On Wednesday the House will meet at 11 a.m. for legislative business.

Votes on Second Consideration

• HB 48 (Rep. Mario Scavello):  Establishes a state licensure requirement for prosthetists, orthotists, pedorthists and orthotic fitters under the Medical Practice Act.

• HB 332 (Rep. Tom Killion, R-Delaware/Chester): Establishes a licensure requirement for genetic counselors under the Medical Practice Act.

• HB 333 (Rep. Tom Killion):  Establishes a licensure requirement for genetic counselors under the Osteopathic Medical Practice Act.

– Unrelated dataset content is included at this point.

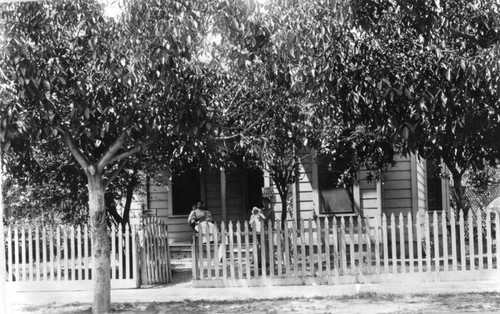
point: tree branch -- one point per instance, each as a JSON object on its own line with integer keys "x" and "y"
{"x": 115, "y": 173}
{"x": 112, "y": 150}
{"x": 130, "y": 152}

• HB 398 (Rep. Dick Stevenson, R-Mercer/Butler):  Establishes the Appraisal Management Company Registration Act.  Will require appraisal management companies to register with the State Board of Certified Real Estate Appraisers and become subject to the board’s regulation and oversight.

• HB 917 (Rep. Jerry Stern, R-Blair): Bridge designation: Sgt. 1st Class Daniel Lightner Memorial Bridge.

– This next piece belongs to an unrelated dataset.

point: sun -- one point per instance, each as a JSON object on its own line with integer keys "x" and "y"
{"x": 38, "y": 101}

• HB 1055 (Rep. Mark Mustio):  Creates a freestanding act known as the Professional Employer Organization and Recognition Act.

• HB 1255 (Rep. Dan Moul, R-Adams/Franklin): Bridge designation: Wildlife Conservation Officer David L. Grove Memorial Bridge.

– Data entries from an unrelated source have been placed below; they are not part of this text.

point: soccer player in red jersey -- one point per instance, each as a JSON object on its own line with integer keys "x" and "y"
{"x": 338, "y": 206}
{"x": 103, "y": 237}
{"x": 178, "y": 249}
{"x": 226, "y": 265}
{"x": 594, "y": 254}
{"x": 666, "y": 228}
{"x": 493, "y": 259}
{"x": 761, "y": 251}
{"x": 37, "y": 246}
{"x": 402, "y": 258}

Votes on Third Consideration

• HB 197 (Gingrich)

• HB 292 (M. Keller)

• HB 396 (O’Neill)

• HB 440 (Mustio)

• HB 639 (Taylor)

• HB 804 (Masser)

• HB 1297 (Everett)

• HB 1301 (Oberlander)

• HB 1312 (Stephens)

• SB 265 (M. White)Thursday, April 28

Committee Meetings/Hearings

• CONSUMER AFFAIRS, 9 a.m., Room B-31, Main Capitol Building

o Public hearing on HB 1294 (Godshall): Allows utilities that provide water and wastewater services to charge consolidated rates and grants the Public Utility Commission the authority to approve, but not require, ratemaking procedures that would accelerate the recovery of capital investments related to infrastructure repair/replacement as proposed by a fixed utility or city natural gas distribution operation.